Today (written on 9/22/2011) I visited my family after a long day of classes. I had left my last class feeling very angry, irritated, and plain old tired. Three hours later after visiting with my family, it is amazing how clear-headed and refreshed I feel.
While I met 3/4 of the family last Friday, today was the first time I met the eldest sister. From the start, it was clear that this she is the glue and the heart of this family. She has a constantly smiling face and upbeat, 100mph voice, no matter what the subject of conversation. With the best grasp of English in the family, this sister is not only an uplifting presence but she is clearly also the family’s ambassador to their new lives in America. She openly explained to my partner and me her family’s story– of how her family had moved from Bhutan to Nepal many generations ago, how her grandparents and parents had grown up in Bhutan, how the Bhutanese government changed their views of people of Nepalese heritage when she was born, how her family was forced to return to Nepal, and how her family lived in a refugee camp for 18 years. She used the word “difficult” to describe her story. I could only imagine how difficult it must have been and how any vocabulary, no matter how advanced, would most likely be lacking to describe such a journey. Yet, as she told this story, she never stopped smiling and she said that whenever she thinks her parents appear to be thinking of “difficult things,” she dances and sings to make them laugh. Her indomitable, optimistic spirit is amazing and, I think, a huge reason why I returned from my visit so happy.

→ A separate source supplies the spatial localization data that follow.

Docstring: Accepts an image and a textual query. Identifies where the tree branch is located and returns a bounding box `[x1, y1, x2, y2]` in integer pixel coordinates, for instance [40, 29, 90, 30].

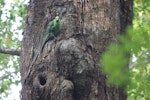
[0, 71, 18, 81]
[0, 47, 20, 56]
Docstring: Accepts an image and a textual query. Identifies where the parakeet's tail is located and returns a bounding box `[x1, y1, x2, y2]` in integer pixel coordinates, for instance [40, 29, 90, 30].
[40, 33, 54, 53]
[40, 39, 46, 53]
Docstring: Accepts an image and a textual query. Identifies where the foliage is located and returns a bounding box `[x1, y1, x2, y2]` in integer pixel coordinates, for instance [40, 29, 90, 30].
[102, 0, 150, 100]
[0, 0, 27, 99]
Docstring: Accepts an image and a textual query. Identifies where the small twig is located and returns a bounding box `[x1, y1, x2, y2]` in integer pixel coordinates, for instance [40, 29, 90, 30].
[0, 47, 20, 56]
[0, 71, 18, 81]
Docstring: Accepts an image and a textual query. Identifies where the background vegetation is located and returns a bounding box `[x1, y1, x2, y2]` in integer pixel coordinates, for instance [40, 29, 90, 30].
[0, 0, 27, 99]
[0, 0, 149, 100]
[102, 0, 150, 100]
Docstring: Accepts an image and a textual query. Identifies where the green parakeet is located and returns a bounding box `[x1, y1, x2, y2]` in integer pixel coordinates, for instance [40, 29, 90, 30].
[41, 16, 62, 52]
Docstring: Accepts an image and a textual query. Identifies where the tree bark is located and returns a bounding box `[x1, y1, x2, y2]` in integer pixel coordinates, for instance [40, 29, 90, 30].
[20, 0, 133, 100]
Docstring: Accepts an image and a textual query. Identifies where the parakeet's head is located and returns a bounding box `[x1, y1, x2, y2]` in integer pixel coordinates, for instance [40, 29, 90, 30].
[56, 16, 59, 19]
[55, 16, 60, 23]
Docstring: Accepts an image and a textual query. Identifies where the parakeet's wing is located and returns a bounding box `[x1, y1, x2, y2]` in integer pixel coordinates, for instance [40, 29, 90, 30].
[52, 19, 62, 36]
[40, 32, 54, 52]
[46, 19, 57, 33]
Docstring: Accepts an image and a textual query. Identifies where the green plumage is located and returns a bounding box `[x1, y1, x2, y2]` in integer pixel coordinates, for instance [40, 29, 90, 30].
[41, 16, 62, 52]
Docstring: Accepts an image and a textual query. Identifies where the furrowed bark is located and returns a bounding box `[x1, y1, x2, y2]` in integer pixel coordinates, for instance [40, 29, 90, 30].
[20, 0, 133, 100]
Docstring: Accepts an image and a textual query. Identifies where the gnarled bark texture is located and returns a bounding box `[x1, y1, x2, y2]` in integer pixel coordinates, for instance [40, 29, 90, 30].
[20, 0, 133, 100]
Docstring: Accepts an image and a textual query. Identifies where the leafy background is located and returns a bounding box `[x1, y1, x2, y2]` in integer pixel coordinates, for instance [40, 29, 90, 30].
[102, 0, 150, 100]
[0, 0, 27, 99]
[0, 0, 149, 100]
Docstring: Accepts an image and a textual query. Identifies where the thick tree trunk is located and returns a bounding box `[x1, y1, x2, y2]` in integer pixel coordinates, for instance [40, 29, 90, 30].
[20, 0, 133, 100]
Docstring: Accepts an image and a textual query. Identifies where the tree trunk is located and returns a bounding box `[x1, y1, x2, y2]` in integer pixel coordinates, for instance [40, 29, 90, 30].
[20, 0, 133, 100]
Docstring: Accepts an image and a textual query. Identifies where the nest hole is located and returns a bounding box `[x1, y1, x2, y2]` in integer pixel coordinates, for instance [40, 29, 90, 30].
[39, 75, 47, 86]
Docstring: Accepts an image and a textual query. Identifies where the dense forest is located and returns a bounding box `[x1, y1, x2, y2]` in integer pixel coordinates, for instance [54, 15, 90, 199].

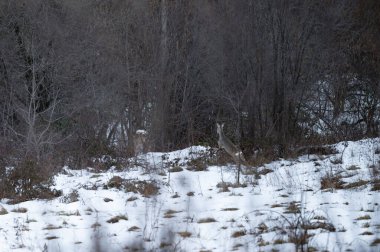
[0, 0, 379, 172]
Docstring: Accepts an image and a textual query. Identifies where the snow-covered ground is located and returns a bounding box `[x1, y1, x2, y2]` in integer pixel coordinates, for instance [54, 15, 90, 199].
[1, 140, 380, 251]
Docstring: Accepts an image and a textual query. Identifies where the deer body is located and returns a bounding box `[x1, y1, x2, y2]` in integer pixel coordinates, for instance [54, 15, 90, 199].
[216, 123, 246, 164]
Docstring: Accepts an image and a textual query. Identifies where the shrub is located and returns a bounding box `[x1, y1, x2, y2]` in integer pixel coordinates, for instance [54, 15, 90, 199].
[126, 180, 159, 197]
[106, 177, 159, 197]
[107, 176, 124, 189]
[0, 158, 59, 202]
[320, 172, 344, 191]
[186, 158, 207, 171]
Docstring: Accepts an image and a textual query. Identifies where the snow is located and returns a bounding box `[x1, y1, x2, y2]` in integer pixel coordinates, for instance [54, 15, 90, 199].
[135, 130, 147, 135]
[1, 140, 380, 251]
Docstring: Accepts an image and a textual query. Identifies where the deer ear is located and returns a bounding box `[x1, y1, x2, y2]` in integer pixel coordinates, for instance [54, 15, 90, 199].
[221, 123, 224, 128]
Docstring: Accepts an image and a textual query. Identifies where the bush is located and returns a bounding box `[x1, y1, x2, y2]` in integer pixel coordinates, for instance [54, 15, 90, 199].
[320, 172, 345, 191]
[0, 158, 60, 202]
[105, 177, 159, 197]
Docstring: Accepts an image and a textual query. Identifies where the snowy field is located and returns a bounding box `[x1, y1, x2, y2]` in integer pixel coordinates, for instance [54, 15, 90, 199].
[1, 139, 380, 251]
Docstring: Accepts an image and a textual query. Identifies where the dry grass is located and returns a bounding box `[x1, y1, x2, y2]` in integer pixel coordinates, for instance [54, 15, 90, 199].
[91, 222, 101, 228]
[231, 230, 246, 238]
[186, 158, 207, 171]
[90, 174, 102, 179]
[257, 168, 274, 175]
[347, 165, 360, 171]
[221, 208, 239, 211]
[306, 222, 336, 232]
[313, 216, 327, 220]
[258, 239, 270, 247]
[61, 190, 79, 203]
[232, 183, 247, 188]
[160, 242, 171, 248]
[168, 166, 183, 172]
[360, 231, 374, 236]
[178, 231, 192, 238]
[307, 247, 318, 252]
[171, 193, 180, 198]
[288, 232, 313, 247]
[343, 180, 369, 189]
[46, 236, 59, 240]
[296, 145, 337, 156]
[273, 239, 286, 244]
[43, 224, 62, 230]
[371, 238, 380, 246]
[11, 207, 28, 213]
[330, 157, 342, 164]
[271, 203, 283, 208]
[0, 205, 8, 215]
[107, 215, 128, 223]
[284, 201, 300, 214]
[356, 215, 371, 220]
[57, 210, 80, 216]
[107, 176, 124, 189]
[232, 244, 243, 250]
[216, 182, 233, 192]
[197, 217, 216, 223]
[320, 173, 344, 190]
[362, 222, 371, 228]
[0, 158, 59, 202]
[128, 226, 140, 231]
[256, 223, 269, 234]
[371, 179, 380, 191]
[127, 196, 138, 201]
[164, 209, 181, 218]
[124, 180, 159, 197]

In addition to hearing the family’s story and meeting the eldest sister, today was the first time I was able to help the younger sister with her homework (Pythagorean theorem), the first time I prayed with the family at their altar, and the first day I shared a meal with the family. I am very excited for many more “firsts” with the family- including taking them to the library or finding them a Buddhist temple. I am looking forward to building a close relationship with this beautiful family. I got on the El after my visit, smelling like aloo and daal- full in the physical sense but also full in the way that comes from having connected with other human beings.